One of the main results below is that if we don’t do enough, ICUs will be overwhelmed. But, as far as I can tell, the model doesn’t include an adjustment to critical care fatality rates if someone who needs an ICU bed doesn’t get one. Worst case, if nobody at all got ICU care, this could double the fatality rate (because they assume 50% ICU fatality).
Interventions
To understand their simulation results, you need to pay close attention to how they define the interventions. Some are not defined the way I’d guessed.
- Case isolation – Symptomatic people stay home starting 1 day after their symptoms. Assume 70% compliance.
- Home quarantine – Symptomatic people and their whole families stay home starting 1 day after symptoms. Assume 50% compliance.
- Social distancing over 70 – Assume 75% compliance. The compliant people reduce workplace contact by 50% and other out-of-home contact by 75%.
- Social distancing of entire population – “everywhere else” contact reduced by 75%. Workplace contact only goes down 25%. School contact actually remains unchanged, so the name of this intervention is misleading, “entire population” should read “everyone but students”
- Close schools – 100% of schools below college close, 75% of colleges close. “Everywhere else” contacts increase 25%.
The main takeaway I get from these definitions is that they’re actually modest. Shelter-in-place orders (which let people walk outside at will) and lockdowns (which don’t) are both much tighter than any of the interventions they consider.
Results
If we do not do a single thing differently from normal, roughly 0.7-0.8% of the population will die. 2.2 million in the USA. 510k in the UK. That’d be about 57 million people if extrapolated to the entire world.
Of course, even if governments do nothing, people will do something. So what happens then? Any one of these interventions alone leaves us way over ICU bed capacity. The general population social distancing cases – which closes events and reduces workplace contact by 25% but leaves schools open – still leaves us about a factor of 2 over ICU bed capacity. They don’t report total deaths in this case, but I think the general consensus would be that this outcome is unacceptable.
If you close schools early on, then we stay well below ICU bed capacity and R0 drops below 1, so the virus slowly dies out. The problem is that the virus isn’t totally eradicated, so if you remove these constraints before vaccinating the population, exponential growth resumes. Leaving the controls on until there’s a vaccine keeps COVID-19 fatality very low, but presumably leads to other massive social costs.

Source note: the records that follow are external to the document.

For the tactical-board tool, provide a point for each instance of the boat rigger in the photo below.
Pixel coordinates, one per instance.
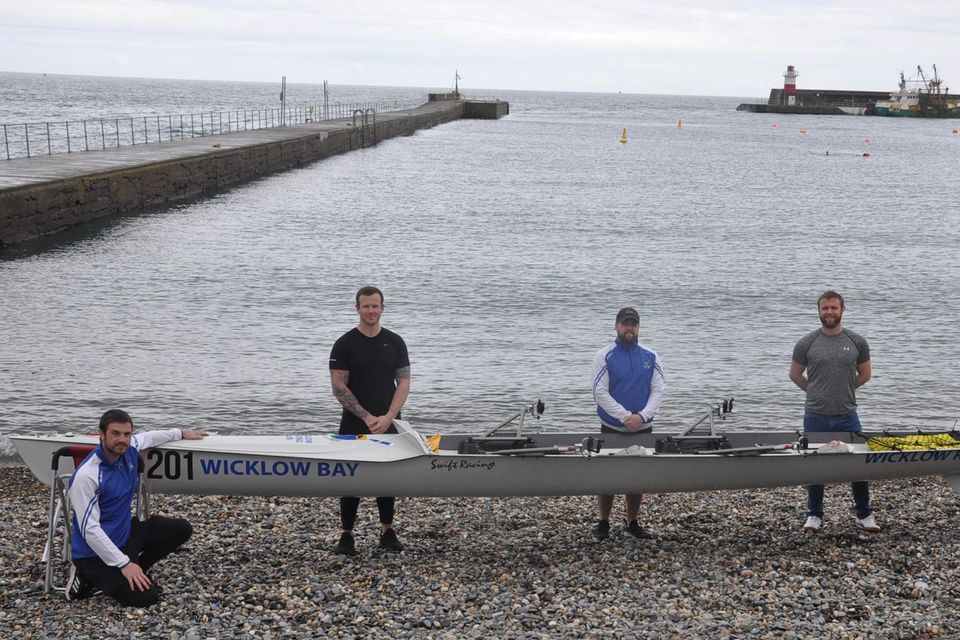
(509, 462)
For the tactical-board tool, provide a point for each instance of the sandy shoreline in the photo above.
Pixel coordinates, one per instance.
(724, 565)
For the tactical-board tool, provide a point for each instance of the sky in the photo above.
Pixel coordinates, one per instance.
(673, 47)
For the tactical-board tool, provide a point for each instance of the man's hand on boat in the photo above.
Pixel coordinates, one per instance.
(633, 422)
(378, 424)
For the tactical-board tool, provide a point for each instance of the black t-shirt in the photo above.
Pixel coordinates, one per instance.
(372, 364)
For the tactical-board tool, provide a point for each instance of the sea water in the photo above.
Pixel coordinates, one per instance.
(504, 249)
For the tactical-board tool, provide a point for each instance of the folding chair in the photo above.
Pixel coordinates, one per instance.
(57, 551)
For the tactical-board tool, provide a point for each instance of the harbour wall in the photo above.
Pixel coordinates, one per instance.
(56, 193)
(819, 102)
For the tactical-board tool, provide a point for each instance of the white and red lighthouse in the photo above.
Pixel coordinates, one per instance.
(790, 85)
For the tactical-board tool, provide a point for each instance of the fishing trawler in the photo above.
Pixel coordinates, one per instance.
(924, 99)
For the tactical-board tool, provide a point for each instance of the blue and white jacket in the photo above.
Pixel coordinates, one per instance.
(627, 379)
(100, 496)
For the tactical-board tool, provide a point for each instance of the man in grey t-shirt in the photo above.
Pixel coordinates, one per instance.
(837, 362)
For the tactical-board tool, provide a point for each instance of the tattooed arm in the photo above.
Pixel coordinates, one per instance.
(338, 380)
(399, 397)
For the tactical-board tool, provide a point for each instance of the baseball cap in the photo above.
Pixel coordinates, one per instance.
(628, 313)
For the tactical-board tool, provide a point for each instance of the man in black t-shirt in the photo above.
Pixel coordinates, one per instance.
(370, 375)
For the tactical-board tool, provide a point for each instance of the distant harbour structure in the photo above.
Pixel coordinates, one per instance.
(790, 85)
(789, 99)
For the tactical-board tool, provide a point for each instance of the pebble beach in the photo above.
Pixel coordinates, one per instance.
(723, 565)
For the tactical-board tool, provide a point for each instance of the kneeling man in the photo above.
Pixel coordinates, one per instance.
(112, 551)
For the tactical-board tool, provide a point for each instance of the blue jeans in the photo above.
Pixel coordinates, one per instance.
(814, 422)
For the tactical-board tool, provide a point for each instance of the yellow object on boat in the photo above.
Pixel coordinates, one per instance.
(913, 443)
(433, 443)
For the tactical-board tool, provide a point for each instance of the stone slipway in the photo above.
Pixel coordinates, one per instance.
(44, 195)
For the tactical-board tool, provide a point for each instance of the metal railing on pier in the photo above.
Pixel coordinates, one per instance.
(30, 139)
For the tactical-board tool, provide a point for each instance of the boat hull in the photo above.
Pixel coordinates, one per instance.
(263, 469)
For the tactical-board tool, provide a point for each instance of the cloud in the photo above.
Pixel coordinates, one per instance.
(688, 46)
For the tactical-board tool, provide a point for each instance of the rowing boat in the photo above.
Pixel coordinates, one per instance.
(699, 458)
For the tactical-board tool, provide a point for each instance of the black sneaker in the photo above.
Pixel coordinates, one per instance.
(389, 542)
(602, 530)
(634, 529)
(346, 546)
(78, 587)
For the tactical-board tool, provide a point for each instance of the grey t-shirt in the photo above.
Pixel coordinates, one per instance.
(831, 363)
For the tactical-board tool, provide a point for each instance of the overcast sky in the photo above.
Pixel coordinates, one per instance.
(693, 47)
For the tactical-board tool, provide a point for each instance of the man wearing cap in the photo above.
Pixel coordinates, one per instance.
(628, 386)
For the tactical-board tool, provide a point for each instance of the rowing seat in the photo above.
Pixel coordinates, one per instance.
(56, 552)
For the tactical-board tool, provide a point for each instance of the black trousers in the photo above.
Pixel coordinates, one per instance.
(150, 541)
(349, 506)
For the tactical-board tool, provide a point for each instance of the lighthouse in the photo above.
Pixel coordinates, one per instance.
(790, 86)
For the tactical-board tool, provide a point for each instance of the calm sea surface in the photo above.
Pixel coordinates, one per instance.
(504, 249)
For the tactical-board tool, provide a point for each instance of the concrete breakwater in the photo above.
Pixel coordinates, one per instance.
(44, 195)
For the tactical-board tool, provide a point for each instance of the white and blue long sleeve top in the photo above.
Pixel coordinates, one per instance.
(101, 494)
(627, 379)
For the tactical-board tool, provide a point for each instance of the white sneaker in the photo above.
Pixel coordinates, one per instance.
(869, 524)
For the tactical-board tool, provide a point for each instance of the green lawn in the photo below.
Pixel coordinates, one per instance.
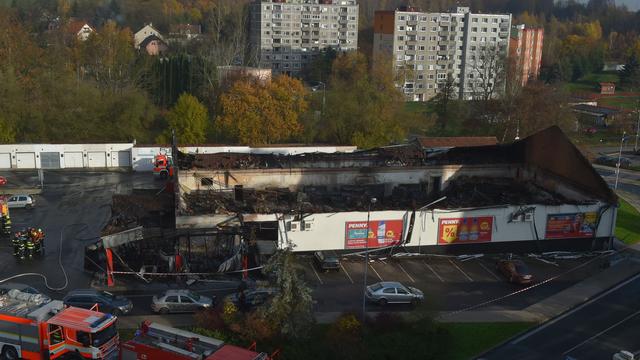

The purpose of this paper was to encourage policy-makers to take drastic action. It has partially worked. Anyone who isn’t willing to accept millions of deaths in the US and tens of millions worldwide should comply with and encourage extensive physical isolation. However, I think this paper leaves some silver linings for the economy. The authors’ definition of general social isolation still allows for workplace contact to stay at 75% of normal, which their model predicts is enough to stamp the disease out (as long as you close schools). After a month or so of this extremely high level of isolation, if testing capacity and the production of protecting equipment for healthcare workers can catch up to the need, we should be able to ease up a bit. Policymakers could come up with more precise rules that let more people go back to work while keeping total workplace contact below 75% of normal. We should be able to find 25% of workers who can work from home.
On the other hand, governors who are showing reluctance to drastically reduce workplace and school contact rates are being foolish. If large numbers of their residents don’t spontaneously work and study from home, millions of people could die unnecessarily.